Yara Nunes: “Patrimônio Art déco de Goiânia está em estado terrível, mas há tempo para resgatá-lo”

Yara Nunes dos Santos está à frente da Secretaria de Estado da Cultura de Goiás (Secult) há três anos. No período, conheceu o estado de preservação do patrimônio Art Déco de Goiânia e afirma ter ficado estarrecida pelo mal estado de conservação que encontrou os prédios históricos da capital.

A secretária destaca o estado tem feito sua parte: os prédios sob sua responsabilidade — Teatro Goiânia, Palácio das Esmeraldas, Museu Zoroastro Artiaga, os prédios Marieta Teles, Antiga PGE e Antiga Chefatura de Polícia eles já foram ou estão sendo integralmente restaurados. Porém, a missão de recuperar os 22 imóveis tombados só pode ser alcançada com colaboração de todas as esferas do governo, diz Yara Nunes.

Nesta entrevista ao Jornal Opção, a secretária descreve sua visão para o Centro de Goiânia e como alcançar a preservação efetiva da história arquitetônica. Descreve ainda como o poder público falhou em sua missão de preservar a Art Déco na segunda cidade com mais imóveis neste estilo do mundo. 

Qual é a situação atual do patrimônio Art Déco de Goiânia?

Principalmente no centro da cidade, se percebe que boa parte desse patrimônio está hoje descaracterizado. Os imóveis que estão vinculados ao Governo do Estado, à Secretaria de Estado da Cultura (Secult), têm sido recuperados ao longo dos últimos anos. Fazemos um trabalho de restauração, mas sabemos que nosso tempo é curto pela quantidade de intervenções que esse patrimônio precisa.

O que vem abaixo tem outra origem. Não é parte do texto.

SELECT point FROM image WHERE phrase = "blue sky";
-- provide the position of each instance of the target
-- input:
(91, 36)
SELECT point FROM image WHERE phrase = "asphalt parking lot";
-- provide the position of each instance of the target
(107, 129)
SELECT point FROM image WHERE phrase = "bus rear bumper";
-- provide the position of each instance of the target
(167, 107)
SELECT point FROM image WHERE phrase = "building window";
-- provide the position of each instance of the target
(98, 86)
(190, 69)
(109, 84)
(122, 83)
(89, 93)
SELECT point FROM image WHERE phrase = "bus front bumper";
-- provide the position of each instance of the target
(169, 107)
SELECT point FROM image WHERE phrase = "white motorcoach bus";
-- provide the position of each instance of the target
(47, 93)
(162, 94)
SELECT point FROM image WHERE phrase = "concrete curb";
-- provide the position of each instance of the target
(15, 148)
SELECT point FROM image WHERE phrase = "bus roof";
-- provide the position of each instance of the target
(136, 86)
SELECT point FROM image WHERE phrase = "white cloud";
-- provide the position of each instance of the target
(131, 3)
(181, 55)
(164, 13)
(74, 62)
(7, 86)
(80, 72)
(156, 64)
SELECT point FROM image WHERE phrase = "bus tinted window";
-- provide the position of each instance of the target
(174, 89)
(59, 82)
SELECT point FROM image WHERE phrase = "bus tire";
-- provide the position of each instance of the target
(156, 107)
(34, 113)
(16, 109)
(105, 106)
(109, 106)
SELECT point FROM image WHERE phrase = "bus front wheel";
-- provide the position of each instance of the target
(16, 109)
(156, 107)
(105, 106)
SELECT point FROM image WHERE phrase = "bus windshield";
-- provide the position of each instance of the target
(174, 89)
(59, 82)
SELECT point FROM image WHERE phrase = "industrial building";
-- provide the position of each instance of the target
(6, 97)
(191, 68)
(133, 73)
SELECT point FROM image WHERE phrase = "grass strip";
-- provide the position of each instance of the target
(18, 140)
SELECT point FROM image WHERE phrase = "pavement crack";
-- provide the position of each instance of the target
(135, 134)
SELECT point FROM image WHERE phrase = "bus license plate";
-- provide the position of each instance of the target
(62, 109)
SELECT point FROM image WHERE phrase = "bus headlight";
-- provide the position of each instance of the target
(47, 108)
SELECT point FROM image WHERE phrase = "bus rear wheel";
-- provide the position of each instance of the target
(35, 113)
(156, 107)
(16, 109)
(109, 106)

Na Praça Cívica, por exemplo, conseguiremos entregar o Palácio das Esmeraldas e o Centro Cultural Marieta Teles, onde hoje se encontra a Secretaria de Cultura, com a fachada e estrutura completamente restaurados. Vamos entregar o Museu Zoroastro Artiaga e estamos trabalhando para conseguir  também entregar o prédio da antiga Procuradoria Geral do Estado (PGE), que é o “irmão gêmeo” do Marieta Telles. 

[Neste momento, Yara Nunes aponta para a janela em seu gabinete, de onde se avista  a antiga sede da PGE. Os prédios são propositalmente idênticos e marcam uma das características do Art déco, que é a do Espelhamento. De forma harmônica funcionam como uma moldura para a principal construção da praça que fica entre eles: o Palácio das Esmeraldas]

Quando assumiu o cargo, em que ponto de degradação a senhora encontrou estes prédios que estão sendo restaurados?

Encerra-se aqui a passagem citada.